My friend was very interested in what I'd found. She immediately changed her son’s diet, limiting ice-cream and giving him freshly cooked meat whenever possible. His behaviour at school changed quite dramatically. At the next parents’ evening, several of the teachers commented to her how much more relaxed her son had become. There were no more reports of fighting and it was clear to all concerned that he was a much, much happier lad.
I was very pleased that my article had helped her and her son. Interestingly, a lot of the information I’d found about low MAO and behavioural problems came from Australia. It struck me that one possible reason for this might be that many Australians are descended from poor British people transported for minor crimes during the 18th and 19th centuries; a draconian and cruel policy. If a lot of those people had been suffering a combination of low MAO levels and consumption cheap, poorly preserved meat, it would have turned them from relaxed, easy-going people into hyper-sensitive, aggressive people prone to outbursts of violence. A whole group of vulnerable people that had done little more than suffer the consequences of a bad diet had been imprisoned and sent, in miserable conditions, half-way around the world.
How widespread is this problem nowadays? How many children are getting into trouble simply because their diet is frying their brains?
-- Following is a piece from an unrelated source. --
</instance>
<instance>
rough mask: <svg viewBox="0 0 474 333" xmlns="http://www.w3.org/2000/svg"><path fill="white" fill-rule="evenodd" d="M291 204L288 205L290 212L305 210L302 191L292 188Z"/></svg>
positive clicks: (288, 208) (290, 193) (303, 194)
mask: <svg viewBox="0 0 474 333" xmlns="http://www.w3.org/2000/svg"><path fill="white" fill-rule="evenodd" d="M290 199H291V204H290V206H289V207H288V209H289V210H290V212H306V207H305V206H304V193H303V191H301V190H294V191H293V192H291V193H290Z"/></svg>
Why don't school kids have a mandatory M.A.O. test? Why isn't this problem in standard literature about improving children’s behaviour? Although Western nations have made huge developments in health-care, the foodstuffs many people eat, particularly those on low incomes, haven’t changed that much. Should kids diagnosed with ADHD have an M.A.O. test to check that it’s not a factor in their symptoms? I’m not an expert in any way on amines in the body but one child now seems to be benefitting from a diet low in preserved meats and dairy. Because of that, and the possibility that others might benefit from the information too, I’ve posted this article.